Root has been campaigning against Medway about what she believes is the unlawful removal of her children. To protect the children Medway has brought several applications prohibiting Root from identifying the children by name or by photograph, or from ‘making any publication of court papers’ relating to her children.

But despite these orders, Root has continued to publish material on the internet. Her children said this was distressing and they wanted her to stop putting information about them on Facebook and elsewhere.

Judge Lucy Theis, who had to consider if Root had committed contempt of court, found that one of the issues raised was whether ‘posting a hyperlink to a judgment constitutes “publishing” that judgment’.

No binding authority

There was no binding UK authority on these questions, but counsel found a case from the Canadian supreme court and another from the supreme court of New South Wales. Both involved hyperlinks to allegedly defamatory material.

Theis said she found the majority decision in the Canadian case more compelling. In her view, making reference to the existence of something by hyperlink, without more, was ‘not publication of that content’.
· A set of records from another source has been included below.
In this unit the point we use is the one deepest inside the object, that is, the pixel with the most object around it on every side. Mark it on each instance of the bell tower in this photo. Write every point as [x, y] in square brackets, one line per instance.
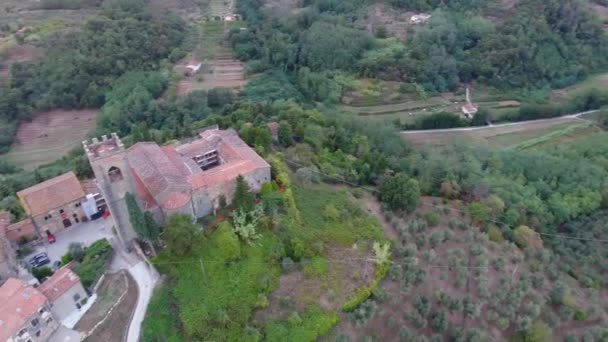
[108, 160]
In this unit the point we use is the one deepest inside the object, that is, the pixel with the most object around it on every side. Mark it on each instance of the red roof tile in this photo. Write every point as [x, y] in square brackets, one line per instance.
[51, 194]
[18, 302]
[59, 283]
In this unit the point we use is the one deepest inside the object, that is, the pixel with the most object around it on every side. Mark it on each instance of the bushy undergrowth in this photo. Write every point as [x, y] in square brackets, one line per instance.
[93, 264]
The majority in the Canadian case said that a hyperlink communicated that something existed but that ‘a further act is required before access is gained to it.’ One of the minority in the judgment said that excluding hyperlinks from the scope of the publication rule was ‘an inadequate solution to the novel issues raised by the Internet’.
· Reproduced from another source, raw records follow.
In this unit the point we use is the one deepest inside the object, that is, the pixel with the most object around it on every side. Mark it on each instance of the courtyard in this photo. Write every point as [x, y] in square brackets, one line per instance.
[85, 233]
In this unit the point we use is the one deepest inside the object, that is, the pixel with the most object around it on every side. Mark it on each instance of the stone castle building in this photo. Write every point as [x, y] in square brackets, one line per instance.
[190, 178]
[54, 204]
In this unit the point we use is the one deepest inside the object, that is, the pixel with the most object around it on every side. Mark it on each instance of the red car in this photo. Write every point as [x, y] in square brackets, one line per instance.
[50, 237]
In the opinion of Theis, publication of the judgment citation with a hyperlink did not equate ‘with publishing the full judgment in connection with any identifying information relating to the children.’

Contempt

‘It comes very close, but in the circumstances where this court is dealing with proceedings involving contempt, the position needs to be unambiguous.’

Theis then suggested that in future, when judges considered orders such as those that had been made in this case, it would be sensible for the court to consider ‘whether there should be an express prohibition of publication of hyperlinks’.

A hyperlink, she found, was ‘a reference to the existence and/or location of the content, rather than publication of that content.’

Benefit

‘To get to the content a further step needs to be taken, namely, to click on the link. It is arguable that without clicking on the link there is no publication of it.’ Given that there were competing arguments in this as yet undecided area of the law, however, Root ‘should be given the benefit of that uncertainty’.

But there were other postings on Root’s Facebook page that were clear breaches of the court orders, including photographs and names of the children, and the court sentenced her to an effective nine months in prison for contempt.

Printed in red

Having reached the end of the judgment I went back to the top again, to the reporting restrictions order, printed in red, that heads a decision on family or other matters where the court believes it in the interests of justice or the parties that anonymity should be ensured. The restriction order in the Root’s case, however, was slightly different from the usual form.

Heeding her own advice in the judgment that followed, the judge had added that neither the judgment nor ‘hyperlinks or citations to the judgment’, could be published in a way that named the children or identified them.